Jordan’s Plan (B)

محمد أبو رمان

Although the cease-fire endured its first few hours, there are still considerable doubts over whether it will sustain and not collapse in light of the evident variation in views between involved parties in regards to defining terrorist and extremist organisations.

The million-dollar question today is: should the cease-fire fail, and attempts to reconsolidate the gap over the scheduled talks in March were unsuccessful, what alternative stands?!

Typically, US Foreign Secretary John Kerry spoke of a Plan “B”, without further elaboration. While American sources favoured it being more support provided to armed Syrian opposition; greater provisions that before, former Supreme Allied Commander (NATO) Admiral Stavridis stated to the BBC that the plan “B” Kerry spoke about includes mainly the formation of safe ground demilitarised zones entailing ground military intervention, including that of the Jordanian Army.

Contrarily, Jordanian sources understated the validity of the Admiral’s statements and doubted their accuracy. And I agree with the latter; the formation of safe demilitarised zones north of Syria has become more complicated and less probable, and the incursion of Jordanian military into the Daraa territories is out of the question. Moreover, the thought that the Obama administration may take such a leap in their approach to the management of the Syrian conflict is also farfetched for many reasons.

That is supposing of course, the US does in fact have a strategic perspective for the Syrian situation, and that there indeed is a Plan “B”! Because it may actually be that Kerry’s statements are intended only to downsize Congressional accusations of Obama failing to strategically proximate a clear approach towards Syria.

Our concern, nationally is; What is our Plan “B”?

Because the risks are huge; the Russians did not keep their side of the agreement with Jordan, they totally broke it, and there are no securities given to retain our interests on their part, which makes the probability of a ground assault in Syria highly probable, as well as the re-enactment of the scenario in Aleppo.

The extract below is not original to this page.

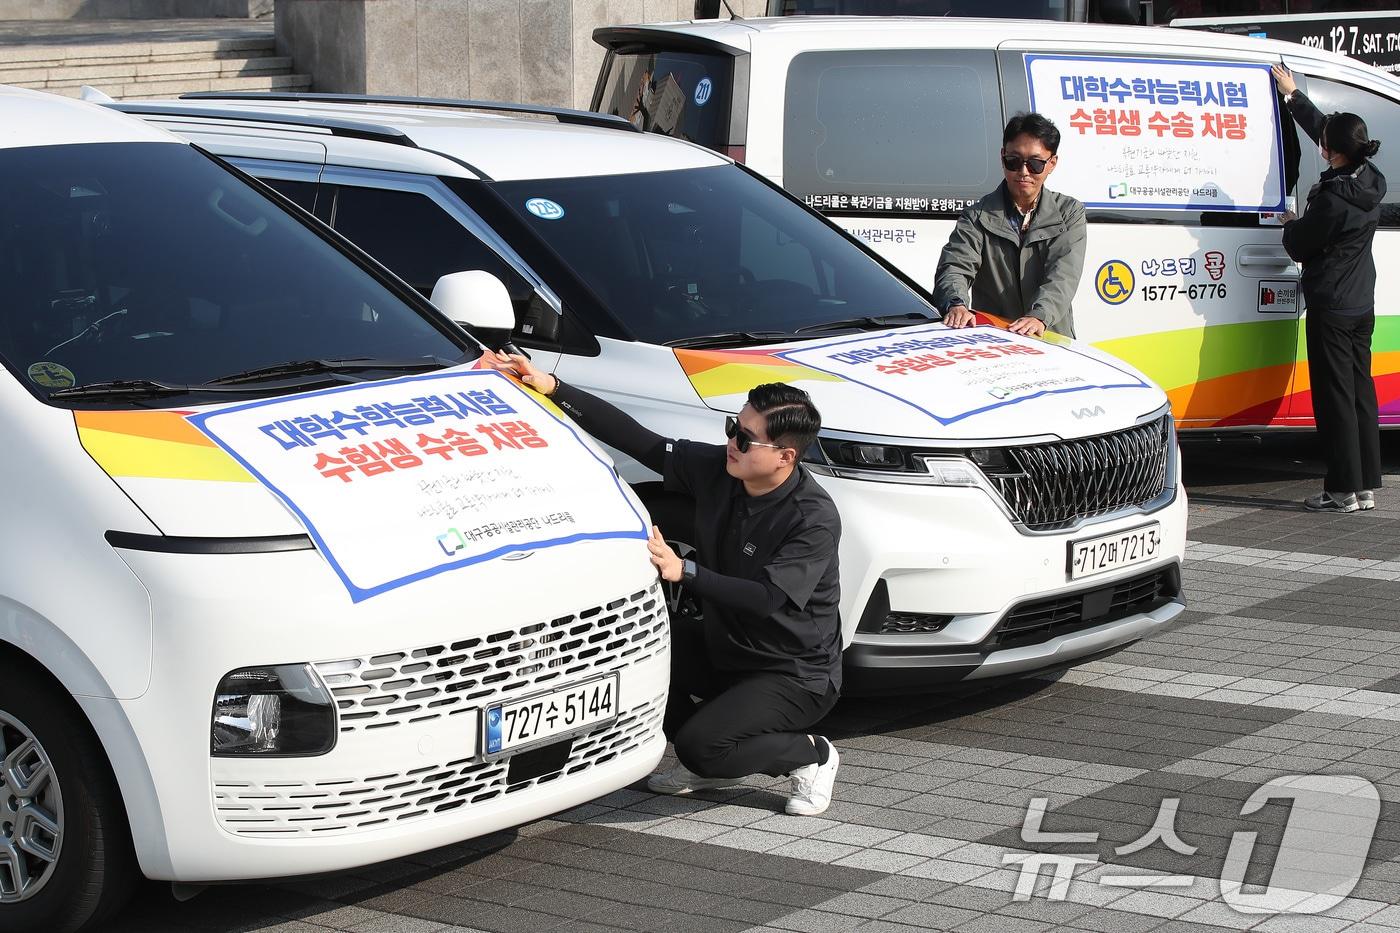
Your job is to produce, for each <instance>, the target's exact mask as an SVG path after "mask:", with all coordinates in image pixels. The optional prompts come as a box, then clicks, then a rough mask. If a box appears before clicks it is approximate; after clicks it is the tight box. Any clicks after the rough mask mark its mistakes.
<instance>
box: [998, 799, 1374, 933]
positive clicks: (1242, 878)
mask: <svg viewBox="0 0 1400 933" xmlns="http://www.w3.org/2000/svg"><path fill="white" fill-rule="evenodd" d="M1271 800H1291V801H1292V808H1291V811H1289V814H1288V822H1287V825H1285V827H1284V836H1282V841H1281V842H1280V846H1278V856H1277V857H1275V859H1274V866H1273V871H1271V874H1270V877H1268V884H1267V885H1264V888H1263V890H1261V891H1249V892H1246V891H1245V873H1246V871H1247V870H1249V864H1250V859H1252V857H1253V855H1254V842H1256V839H1257V838H1259V834H1257V832H1253V831H1247V829H1240V831H1236V832H1235V834H1233V835H1232V836H1231V842H1229V849H1228V852H1226V855H1225V867H1224V870H1222V871H1221V877H1219V892H1221V897H1222V898H1224V899H1225V904H1228V905H1229V906H1231V908H1233V909H1235V911H1239V912H1240V913H1322V912H1323V911H1327V909H1329V908H1333V906H1336V905H1337V904H1341V901H1343V899H1344V898H1345V897H1347V895H1348V894H1351V890H1352V888H1354V887H1357V881H1358V880H1361V870H1362V869H1364V867H1365V864H1366V853H1368V852H1369V850H1371V839H1372V836H1373V835H1375V831H1376V821H1378V820H1379V818H1380V794H1378V793H1376V789H1375V785H1372V783H1371V782H1369V780H1365V779H1364V777H1351V776H1337V775H1287V776H1284V777H1275V779H1274V780H1270V782H1268V783H1267V785H1264V786H1261V787H1260V789H1259V790H1256V792H1254V793H1253V794H1250V797H1249V800H1246V801H1245V806H1243V807H1242V808H1240V811H1239V815H1240V817H1249V815H1250V814H1254V813H1257V811H1259V810H1260V808H1261V807H1263V806H1264V804H1267V803H1268V801H1271ZM1046 806H1047V799H1046V797H1035V799H1033V800H1032V801H1030V806H1029V807H1028V808H1026V817H1025V821H1023V822H1022V825H1021V839H1022V841H1023V842H1029V843H1050V842H1053V843H1065V842H1070V843H1084V845H1093V843H1096V842H1098V841H1099V834H1098V832H1043V831H1042V829H1040V821H1042V820H1043V818H1044V815H1046ZM1179 807H1180V799H1177V797H1168V799H1165V800H1162V806H1161V807H1159V808H1158V813H1156V820H1155V821H1154V822H1152V828H1151V829H1148V831H1147V834H1145V835H1142V838H1140V839H1135V841H1134V842H1128V843H1126V845H1121V846H1117V848H1114V853H1117V855H1120V856H1126V855H1133V853H1134V852H1141V850H1142V849H1147V848H1148V846H1151V845H1154V843H1156V842H1161V843H1162V845H1165V846H1166V848H1168V849H1170V850H1172V852H1176V853H1179V855H1183V856H1190V855H1196V850H1197V846H1193V845H1190V843H1187V842H1184V841H1183V839H1182V838H1180V836H1179V835H1177V832H1176V813H1177V808H1179ZM1001 863H1002V864H1004V866H1011V864H1018V866H1021V871H1019V876H1018V877H1016V888H1015V892H1014V894H1012V899H1014V901H1029V899H1030V897H1032V894H1033V891H1035V887H1036V881H1037V880H1039V878H1040V877H1042V876H1040V871H1042V869H1046V867H1049V869H1050V876H1049V877H1050V885H1049V890H1047V892H1046V897H1047V898H1049V899H1050V901H1064V899H1065V898H1067V897H1068V894H1070V884H1071V883H1072V881H1074V880H1075V878H1074V873H1075V869H1078V867H1079V866H1093V864H1098V863H1099V853H1098V852H1078V853H1071V855H1058V853H1044V852H1033V853H1029V855H1021V853H1009V852H1008V853H1007V855H1004V856H1002V857H1001ZM1197 880H1198V878H1197V876H1194V874H1142V873H1137V871H1131V873H1126V874H1110V873H1107V871H1106V873H1103V874H1100V876H1099V877H1098V880H1096V881H1095V884H1102V885H1109V887H1120V888H1187V887H1191V885H1193V884H1196V881H1197ZM1250 887H1252V888H1253V887H1257V885H1250Z"/></svg>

The latter —the Aleppo scenario, entails a variety of implications regarding Jordan’s national security; first, hundreds of thousands of Syrians will seek refuge or at least internally dislocate to areas closer to Jordan-Syria borders. Second, the disbandment of the “Southern Front” —a Jordan friendly, comprising of 40 thousand fighters, of whom many may realign with “Daesh” who can provide alternative funding, arms, and ammo to re-establish firmly in the south after Jordan successfully cornered the Front and limited their threat to the Northern borderlines with Syria.

The turmoil, famine, and war will near the borders, and Syrian factions may resolve to “guerrilla warfare” in response to brutal incursions and Russian bombardment. They might actually cross borderlines into Jordan in there hit-and-run dynamics, which in turn increases the dangers of shelling borderline Jordanian territories.

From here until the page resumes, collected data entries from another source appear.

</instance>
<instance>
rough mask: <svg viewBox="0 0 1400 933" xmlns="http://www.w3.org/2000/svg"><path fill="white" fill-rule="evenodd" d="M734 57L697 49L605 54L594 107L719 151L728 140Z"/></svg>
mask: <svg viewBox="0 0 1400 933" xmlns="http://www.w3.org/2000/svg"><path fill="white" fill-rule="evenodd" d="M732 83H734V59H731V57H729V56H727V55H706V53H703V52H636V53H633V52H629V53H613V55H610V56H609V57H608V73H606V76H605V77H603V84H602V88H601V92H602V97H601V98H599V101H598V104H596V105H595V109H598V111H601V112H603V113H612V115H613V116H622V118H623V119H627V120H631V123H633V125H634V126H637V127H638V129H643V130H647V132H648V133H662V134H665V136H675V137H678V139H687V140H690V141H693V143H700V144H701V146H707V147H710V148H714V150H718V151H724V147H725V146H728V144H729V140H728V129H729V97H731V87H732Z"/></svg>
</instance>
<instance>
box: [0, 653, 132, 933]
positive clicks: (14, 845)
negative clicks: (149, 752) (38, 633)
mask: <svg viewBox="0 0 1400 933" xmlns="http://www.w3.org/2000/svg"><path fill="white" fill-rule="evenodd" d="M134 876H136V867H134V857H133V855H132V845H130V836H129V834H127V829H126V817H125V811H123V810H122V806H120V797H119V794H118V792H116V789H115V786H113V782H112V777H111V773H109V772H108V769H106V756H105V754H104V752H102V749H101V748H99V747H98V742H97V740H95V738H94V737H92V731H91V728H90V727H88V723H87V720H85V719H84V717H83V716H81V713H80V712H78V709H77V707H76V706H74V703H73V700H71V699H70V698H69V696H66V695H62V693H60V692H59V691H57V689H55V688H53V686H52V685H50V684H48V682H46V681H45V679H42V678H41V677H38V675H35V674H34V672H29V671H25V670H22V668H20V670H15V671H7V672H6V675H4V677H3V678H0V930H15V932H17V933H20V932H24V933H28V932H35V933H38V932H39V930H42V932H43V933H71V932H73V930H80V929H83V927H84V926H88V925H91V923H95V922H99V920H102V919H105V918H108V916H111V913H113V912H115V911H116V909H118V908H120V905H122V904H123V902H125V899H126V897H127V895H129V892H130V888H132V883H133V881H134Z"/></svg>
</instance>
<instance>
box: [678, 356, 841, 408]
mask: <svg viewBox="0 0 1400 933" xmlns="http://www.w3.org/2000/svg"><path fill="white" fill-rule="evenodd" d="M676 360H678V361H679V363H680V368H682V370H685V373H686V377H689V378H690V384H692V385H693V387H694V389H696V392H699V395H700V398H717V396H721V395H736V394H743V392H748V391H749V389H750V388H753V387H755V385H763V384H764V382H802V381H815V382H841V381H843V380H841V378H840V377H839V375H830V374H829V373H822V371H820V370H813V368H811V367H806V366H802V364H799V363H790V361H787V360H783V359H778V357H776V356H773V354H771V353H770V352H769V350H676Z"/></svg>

Will Jordan retain their bet on Russia’s commitment and the agreements they discarded without the flinch of an eye?! Of course not. Will Jordan resolve to a invading the southern regions of Syria to formalise a contained militarised zone by force? Of course not. What then has Jordan prepared for the very probable scenario in case the cease-fire —Jordan so depends on, was breached, as well as the political compromises that would have come with it?!

The Syrian crises is not merely a concern of refugees —notwithstanding the importance of the problem, nor is it a concern of financial aid. But more so, particularly in Daraa, it is an issue of national security. And if neighbouring and surrounding countries claim they are engulfed by the Syrian situation, then Jordan —primarily, is the most affected by what is happening in Syria, and turning away from the conflict in Syria is not a prospective option.